APV, which makes equipment for the food and drink processing industry, and is headed by Neil French, said yesterday it had received a takeover approach. It declined to name the potential suitor, but analysts in the City immediately came up with three possible bidders - Siebe, which launched an unsuccessful bid in 1986, GEA of Germany, and Tetra Laval, the Swedish- based firm best known for its milk cartons.
The announcement came just as the stock market was about to close, and APV's rose 5.5p immediately to 71.5p which values the company at pounds 213m. The gain maintained a five-day rise from 61p last week.

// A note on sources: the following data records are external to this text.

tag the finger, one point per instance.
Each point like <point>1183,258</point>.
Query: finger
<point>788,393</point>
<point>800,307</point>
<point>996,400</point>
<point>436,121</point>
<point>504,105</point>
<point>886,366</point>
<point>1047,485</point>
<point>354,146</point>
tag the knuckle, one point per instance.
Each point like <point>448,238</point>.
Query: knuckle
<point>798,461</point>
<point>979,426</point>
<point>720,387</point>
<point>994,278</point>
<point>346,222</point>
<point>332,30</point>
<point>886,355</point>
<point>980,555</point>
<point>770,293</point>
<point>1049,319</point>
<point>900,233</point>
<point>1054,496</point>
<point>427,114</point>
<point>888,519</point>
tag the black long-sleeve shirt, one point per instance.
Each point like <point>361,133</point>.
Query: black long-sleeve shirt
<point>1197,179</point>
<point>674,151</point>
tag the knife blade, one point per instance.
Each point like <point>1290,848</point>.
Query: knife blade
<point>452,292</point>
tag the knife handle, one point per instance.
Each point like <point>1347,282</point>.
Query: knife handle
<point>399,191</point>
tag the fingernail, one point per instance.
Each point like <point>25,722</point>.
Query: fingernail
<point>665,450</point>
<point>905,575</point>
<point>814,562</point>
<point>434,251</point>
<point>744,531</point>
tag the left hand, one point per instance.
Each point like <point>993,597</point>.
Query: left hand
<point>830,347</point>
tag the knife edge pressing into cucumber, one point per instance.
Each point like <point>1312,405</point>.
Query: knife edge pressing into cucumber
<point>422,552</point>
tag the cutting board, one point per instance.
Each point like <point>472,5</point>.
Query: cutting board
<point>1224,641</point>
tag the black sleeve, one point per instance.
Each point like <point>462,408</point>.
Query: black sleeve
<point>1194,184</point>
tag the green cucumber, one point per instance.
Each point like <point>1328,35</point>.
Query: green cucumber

The group has had a troubled history, since it made a well-publicised and expensive attempt to revamp the company logo back in the Eighties followed by a rapid series of acquisitions. A plunge into an pounds 18.2m loss in 1994 cost Clive Strowger his job as chief executive.
The new management embarked on a programme of disposals and rationalisations. APV bounced back with a profit of pounds 26.9m in 1995 only to be hit by a fresh round of problems from competition.
Recently the group has suffered from the effects of the strong pound which has reduced turnover and deflated profits from overseas operations in Denmark, France, Germany and Australia, and strengthened the company's reputation as an eternal under-performer.
Last month APV reported a 44 per cent fall in profits for 1996 to pounds 15m with more heavy rationalisation costs. But Michael Blogg, an analyst at Charterhouse Tilney, believes the continuing adverse effects of the strong pound are already discounted in the share price, and the company could be back onto a cyclical upturn.